ENPLAS DISPLAY DEVICE CORP. v. SEOUL SEMICONDUCTOR CO.
Before Newman, Hughes, and Stoll. Appeal from the United States District Court for the Northern District of California.
Summary: Reasonable royalty patent damages cannot include a royalty for sales of non-accused products.
Enplas filed a declaratory judgment action, seeking to invalidate two SSC patents related to lenses for backlighting display panels. SSC counterclaimed for induced infringement and damages. At trial, the jury found that Enplas induced infringement of both patents and awarded $4 million and $70,000 as lump-sum reasonable royalties for the two patents, respectively.

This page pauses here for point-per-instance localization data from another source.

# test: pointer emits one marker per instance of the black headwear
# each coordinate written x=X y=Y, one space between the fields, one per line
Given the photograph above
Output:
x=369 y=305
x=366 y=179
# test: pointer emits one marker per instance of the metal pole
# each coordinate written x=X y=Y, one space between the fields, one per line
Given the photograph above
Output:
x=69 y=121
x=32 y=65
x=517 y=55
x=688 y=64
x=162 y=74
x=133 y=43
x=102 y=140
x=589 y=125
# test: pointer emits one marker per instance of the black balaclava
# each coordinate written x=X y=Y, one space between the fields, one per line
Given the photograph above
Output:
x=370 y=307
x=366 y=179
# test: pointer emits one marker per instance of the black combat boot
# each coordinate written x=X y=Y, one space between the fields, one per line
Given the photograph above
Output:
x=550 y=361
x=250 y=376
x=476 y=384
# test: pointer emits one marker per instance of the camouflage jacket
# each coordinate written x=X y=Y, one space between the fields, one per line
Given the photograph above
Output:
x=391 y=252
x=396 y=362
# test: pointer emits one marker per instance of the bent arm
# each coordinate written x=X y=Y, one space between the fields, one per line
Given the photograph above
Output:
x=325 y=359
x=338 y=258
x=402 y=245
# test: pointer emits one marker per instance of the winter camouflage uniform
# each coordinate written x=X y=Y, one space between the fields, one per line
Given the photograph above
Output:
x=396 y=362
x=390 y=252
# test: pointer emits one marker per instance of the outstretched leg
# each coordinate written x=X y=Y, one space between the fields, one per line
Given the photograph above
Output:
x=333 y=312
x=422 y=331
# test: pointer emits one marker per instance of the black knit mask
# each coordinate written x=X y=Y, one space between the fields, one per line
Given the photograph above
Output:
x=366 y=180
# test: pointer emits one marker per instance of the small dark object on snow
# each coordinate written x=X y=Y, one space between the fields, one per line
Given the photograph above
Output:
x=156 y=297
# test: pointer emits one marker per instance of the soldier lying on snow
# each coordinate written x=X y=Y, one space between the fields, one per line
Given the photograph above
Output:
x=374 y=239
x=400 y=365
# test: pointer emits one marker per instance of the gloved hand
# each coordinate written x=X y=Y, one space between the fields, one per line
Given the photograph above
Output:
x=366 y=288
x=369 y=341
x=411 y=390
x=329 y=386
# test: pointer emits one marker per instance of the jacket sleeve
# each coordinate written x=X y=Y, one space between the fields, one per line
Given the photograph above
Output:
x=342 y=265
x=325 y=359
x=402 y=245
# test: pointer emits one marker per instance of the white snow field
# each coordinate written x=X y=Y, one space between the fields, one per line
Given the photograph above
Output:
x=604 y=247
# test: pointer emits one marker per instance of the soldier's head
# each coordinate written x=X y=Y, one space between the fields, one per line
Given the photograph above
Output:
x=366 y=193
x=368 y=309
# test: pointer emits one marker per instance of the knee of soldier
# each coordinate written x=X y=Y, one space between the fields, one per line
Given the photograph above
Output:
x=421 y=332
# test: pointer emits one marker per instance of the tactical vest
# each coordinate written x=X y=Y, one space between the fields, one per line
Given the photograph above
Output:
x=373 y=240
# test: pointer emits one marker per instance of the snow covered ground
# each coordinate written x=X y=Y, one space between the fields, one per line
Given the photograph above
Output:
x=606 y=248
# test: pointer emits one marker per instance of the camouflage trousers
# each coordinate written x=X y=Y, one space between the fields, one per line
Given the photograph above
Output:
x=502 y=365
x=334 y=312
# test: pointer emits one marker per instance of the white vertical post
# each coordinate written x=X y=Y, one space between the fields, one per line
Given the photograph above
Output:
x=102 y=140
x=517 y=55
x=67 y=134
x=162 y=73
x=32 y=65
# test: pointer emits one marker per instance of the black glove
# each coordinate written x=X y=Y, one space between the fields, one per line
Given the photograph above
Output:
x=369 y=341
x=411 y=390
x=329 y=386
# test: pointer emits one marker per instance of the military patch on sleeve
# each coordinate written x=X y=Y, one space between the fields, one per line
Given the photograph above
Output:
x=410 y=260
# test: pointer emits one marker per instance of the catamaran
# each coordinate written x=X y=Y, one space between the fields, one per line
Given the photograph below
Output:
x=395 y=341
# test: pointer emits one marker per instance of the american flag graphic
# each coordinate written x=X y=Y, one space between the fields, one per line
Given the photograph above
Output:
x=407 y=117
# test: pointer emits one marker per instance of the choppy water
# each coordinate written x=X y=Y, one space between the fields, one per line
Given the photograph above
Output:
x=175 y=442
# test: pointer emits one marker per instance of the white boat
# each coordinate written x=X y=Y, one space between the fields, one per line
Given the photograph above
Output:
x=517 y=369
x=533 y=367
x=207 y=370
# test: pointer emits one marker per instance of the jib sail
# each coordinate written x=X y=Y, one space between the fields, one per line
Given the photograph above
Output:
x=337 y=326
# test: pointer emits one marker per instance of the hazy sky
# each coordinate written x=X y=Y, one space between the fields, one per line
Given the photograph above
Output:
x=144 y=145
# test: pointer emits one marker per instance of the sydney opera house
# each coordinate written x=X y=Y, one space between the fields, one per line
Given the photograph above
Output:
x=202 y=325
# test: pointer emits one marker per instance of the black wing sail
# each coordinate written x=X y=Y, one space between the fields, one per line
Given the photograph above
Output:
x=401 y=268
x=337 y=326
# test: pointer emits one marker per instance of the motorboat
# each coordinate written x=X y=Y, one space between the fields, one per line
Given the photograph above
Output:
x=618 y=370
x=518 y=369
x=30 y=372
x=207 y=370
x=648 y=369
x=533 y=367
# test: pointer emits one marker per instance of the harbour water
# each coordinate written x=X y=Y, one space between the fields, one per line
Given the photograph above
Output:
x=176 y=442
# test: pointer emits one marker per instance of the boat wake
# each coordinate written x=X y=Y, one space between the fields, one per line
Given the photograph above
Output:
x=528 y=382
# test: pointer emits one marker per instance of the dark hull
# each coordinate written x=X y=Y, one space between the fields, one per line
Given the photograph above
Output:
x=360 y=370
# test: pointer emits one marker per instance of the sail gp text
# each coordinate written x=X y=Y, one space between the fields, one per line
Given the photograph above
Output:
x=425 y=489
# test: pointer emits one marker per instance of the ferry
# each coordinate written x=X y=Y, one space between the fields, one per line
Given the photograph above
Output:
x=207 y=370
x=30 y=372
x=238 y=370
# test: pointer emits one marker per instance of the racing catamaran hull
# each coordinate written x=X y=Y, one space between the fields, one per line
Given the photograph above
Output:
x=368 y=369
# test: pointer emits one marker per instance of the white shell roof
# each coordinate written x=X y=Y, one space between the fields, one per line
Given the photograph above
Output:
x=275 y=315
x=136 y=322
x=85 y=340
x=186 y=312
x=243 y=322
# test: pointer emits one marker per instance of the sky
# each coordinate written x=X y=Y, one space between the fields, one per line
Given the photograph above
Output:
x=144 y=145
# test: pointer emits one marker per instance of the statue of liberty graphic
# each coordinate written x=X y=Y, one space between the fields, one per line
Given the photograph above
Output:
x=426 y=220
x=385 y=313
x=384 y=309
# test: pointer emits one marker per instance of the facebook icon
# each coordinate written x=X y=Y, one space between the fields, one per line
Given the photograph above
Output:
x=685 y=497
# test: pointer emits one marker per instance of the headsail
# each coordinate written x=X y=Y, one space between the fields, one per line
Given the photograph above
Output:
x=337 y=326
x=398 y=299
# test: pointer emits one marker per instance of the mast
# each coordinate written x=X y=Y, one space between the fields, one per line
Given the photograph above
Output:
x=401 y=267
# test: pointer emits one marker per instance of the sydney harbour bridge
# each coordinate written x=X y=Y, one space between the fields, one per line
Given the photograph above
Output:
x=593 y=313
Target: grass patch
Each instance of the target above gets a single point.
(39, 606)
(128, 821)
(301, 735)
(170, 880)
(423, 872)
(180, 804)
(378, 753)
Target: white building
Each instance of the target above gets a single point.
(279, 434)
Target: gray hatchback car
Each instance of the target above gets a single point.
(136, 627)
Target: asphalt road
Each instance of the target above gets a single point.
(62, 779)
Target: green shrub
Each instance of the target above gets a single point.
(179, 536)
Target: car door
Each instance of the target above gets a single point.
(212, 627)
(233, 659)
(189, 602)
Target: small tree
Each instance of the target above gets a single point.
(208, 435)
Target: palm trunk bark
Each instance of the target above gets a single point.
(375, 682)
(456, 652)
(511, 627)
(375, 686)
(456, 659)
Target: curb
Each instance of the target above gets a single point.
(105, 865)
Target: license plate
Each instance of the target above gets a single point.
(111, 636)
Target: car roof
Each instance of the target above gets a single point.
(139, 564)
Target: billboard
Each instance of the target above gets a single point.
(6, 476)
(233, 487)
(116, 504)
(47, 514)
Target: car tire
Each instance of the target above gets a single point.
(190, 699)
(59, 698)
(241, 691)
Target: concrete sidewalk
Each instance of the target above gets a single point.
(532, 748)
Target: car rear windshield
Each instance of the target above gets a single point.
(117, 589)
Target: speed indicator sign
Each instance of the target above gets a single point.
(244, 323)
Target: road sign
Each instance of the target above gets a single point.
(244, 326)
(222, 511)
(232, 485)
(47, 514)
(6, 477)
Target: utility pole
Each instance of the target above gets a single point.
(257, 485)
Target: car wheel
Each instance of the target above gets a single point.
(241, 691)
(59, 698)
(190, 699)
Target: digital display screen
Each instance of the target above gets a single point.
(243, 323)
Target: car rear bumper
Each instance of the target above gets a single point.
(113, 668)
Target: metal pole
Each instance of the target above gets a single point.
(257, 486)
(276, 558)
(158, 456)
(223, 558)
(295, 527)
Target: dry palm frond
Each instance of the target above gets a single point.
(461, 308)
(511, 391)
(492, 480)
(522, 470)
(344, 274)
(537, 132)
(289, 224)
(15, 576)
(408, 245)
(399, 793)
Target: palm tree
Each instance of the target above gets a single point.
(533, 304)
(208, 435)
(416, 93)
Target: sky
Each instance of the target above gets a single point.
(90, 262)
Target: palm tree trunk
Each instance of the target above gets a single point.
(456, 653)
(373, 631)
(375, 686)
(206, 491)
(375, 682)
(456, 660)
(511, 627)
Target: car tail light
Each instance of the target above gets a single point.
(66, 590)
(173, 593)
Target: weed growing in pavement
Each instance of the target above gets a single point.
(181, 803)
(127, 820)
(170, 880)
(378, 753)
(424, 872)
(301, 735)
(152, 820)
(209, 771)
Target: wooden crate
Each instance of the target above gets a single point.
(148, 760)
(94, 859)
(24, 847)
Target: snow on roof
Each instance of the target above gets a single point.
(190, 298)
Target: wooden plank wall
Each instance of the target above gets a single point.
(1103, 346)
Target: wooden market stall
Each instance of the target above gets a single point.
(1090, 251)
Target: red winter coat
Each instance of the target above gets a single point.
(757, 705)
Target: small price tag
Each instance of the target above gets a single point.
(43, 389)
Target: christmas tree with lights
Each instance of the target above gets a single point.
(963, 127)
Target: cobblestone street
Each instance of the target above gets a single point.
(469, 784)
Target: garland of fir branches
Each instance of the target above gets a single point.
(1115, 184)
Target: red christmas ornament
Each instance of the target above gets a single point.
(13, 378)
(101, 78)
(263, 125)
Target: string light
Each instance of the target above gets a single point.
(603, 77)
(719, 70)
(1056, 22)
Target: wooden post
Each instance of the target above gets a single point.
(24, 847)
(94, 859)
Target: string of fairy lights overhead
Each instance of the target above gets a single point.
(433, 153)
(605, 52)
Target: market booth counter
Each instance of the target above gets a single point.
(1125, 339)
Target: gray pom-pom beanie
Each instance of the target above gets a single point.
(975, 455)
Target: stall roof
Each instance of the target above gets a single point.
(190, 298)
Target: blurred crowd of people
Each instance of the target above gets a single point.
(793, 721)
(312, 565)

The Federal Circuit affirmed the judgment regarding validity and inducement. But, the Federal Circuit vacated the jury’s $4 million damages award for one of the patents, leaving undisturbed the $70,000 award on the other patent. Regarding the $4 million royalty, SSC’s damages expert had testified that, for practical reasons, the parties would not have agreed to a license limited to just the accused products, and would have agreed to a “premium” freedom to operate license to avoid the need to test and negotiate licenses for future potentially infringing lenses that Enplas might sell. The expert testified that the parties would have agreed to a lump sum royalty in a hypothetical negotiation that captured the accused products as well as other “potentially infringing” products. The Federal Circuit vacated the $4 million reasonable royalty award because a proper award cannot include products that were neither accused of infringement nor shown to infringe. The Federal Circuit also noted that, while lump-sum, paid-in-full royalties may be awarded in place of a running royalty on future sales, such award must be based on an estimate of the extent of future sales of accused products, rather than past sales of non-accused products.
Judge Newman dissented in part. She pointed out that Enplas did not appeal the district court’s Daubert ruling or motion in limine ruling, related to SSC’s damages expert’s theory and testimony. She believed that Enplas’s motion based on a lack of substantial evidence to support the damages verdict was an end-run around the rules of evidence and unopposed expert testimony. She further believed that SSC’s expert testimony regarding a lump-sum “freedom to operate” license was reasonably based on what Enplas would be willing to pay at a hypothetical negotiation under the circumstances, and that the appellate court should not create a hypothetical negotiation far-removed from what parties regularly do during real-world licensing negotiations.